ペルー秘湯巡り/その1 マンタロ渓谷を望むレアな露天風呂2選

ウァハル温泉

日本と同じく環太平洋火山帯に位置するペルーには、数々の温泉があります。なかでもインカ皇帝アタワルパが愛したというカハマルカの名湯「インカの湯」や、トレッカー御用達のワラスの「モンテレイ」は外国人にも人気の場所。世界遺産マチュピチュ遺跡の麓にあるマチュピチュ村の温泉なんかも有名ですね。

その他にもペルー国内には魅力的ないで湯がいっぱいあるんですよ!今回は、観光客にはまだあまり知られていないアンデスの秘湯をご紹介。ペルーの穀物倉庫として知られるフニン州のマンタロ渓谷沿いには非火山性の温泉がいくつもあり、名湯、薬湯として地元の人々に古くから愛されてきました。

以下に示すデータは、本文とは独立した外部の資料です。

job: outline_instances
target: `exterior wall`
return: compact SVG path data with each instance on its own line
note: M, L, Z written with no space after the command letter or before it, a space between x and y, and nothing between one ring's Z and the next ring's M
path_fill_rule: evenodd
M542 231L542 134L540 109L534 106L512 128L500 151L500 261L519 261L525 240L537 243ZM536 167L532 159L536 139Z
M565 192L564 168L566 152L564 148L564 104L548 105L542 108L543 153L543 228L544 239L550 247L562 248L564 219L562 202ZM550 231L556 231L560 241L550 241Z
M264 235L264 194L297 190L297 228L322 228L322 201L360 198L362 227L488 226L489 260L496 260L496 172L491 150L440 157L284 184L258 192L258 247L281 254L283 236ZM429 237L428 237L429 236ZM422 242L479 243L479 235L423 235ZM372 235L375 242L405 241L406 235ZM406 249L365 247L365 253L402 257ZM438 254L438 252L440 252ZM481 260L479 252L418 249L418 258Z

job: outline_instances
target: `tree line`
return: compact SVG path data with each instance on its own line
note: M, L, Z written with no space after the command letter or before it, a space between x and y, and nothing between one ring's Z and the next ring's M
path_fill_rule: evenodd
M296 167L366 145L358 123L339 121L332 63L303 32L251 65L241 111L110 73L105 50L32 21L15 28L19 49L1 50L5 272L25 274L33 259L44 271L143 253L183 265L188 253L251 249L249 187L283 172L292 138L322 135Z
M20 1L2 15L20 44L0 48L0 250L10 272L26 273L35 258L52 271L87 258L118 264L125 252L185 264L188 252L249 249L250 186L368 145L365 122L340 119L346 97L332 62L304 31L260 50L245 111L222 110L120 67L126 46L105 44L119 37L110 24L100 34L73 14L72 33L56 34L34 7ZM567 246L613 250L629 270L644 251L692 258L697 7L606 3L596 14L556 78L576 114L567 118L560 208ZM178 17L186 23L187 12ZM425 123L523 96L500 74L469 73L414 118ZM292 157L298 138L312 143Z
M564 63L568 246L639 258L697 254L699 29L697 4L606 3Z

そんなアンデスの秘湯にみなさんを早速ご案内しましょう。

目次

秘湯巡りの拠点、アンデスの古都「ハウハ」へ

標高3,370mに位置するフニン州ハウハ。クスコとほぼ同じ標高でありながら低緯度に位置するため気候は温暖、リマのような湿度もなく、喘息などの気管支系疾患を抱えるペルー人の療養地としても知られています。

ハウハ

2階建てのハウハ市庁舎。その右手にはサンタ・フェ教会があります。

車

ハウハのバスターミナルからはバンやワゴンタイプのバスが出ています。バスに時刻表はなく、乗客が集まったら出発するというペルーらしいスタイルです。

まずは炭酸泉が湧く村「ジョクジャパンパ」へ行こう

ジョクジャパンパ

「Llocllapampa(ジョクジャパンパ)」村へは、ハウハの中心部からバスで約30分。マンタロ川を西に約26km下ったところにある、標高約3,500mの小さな村です。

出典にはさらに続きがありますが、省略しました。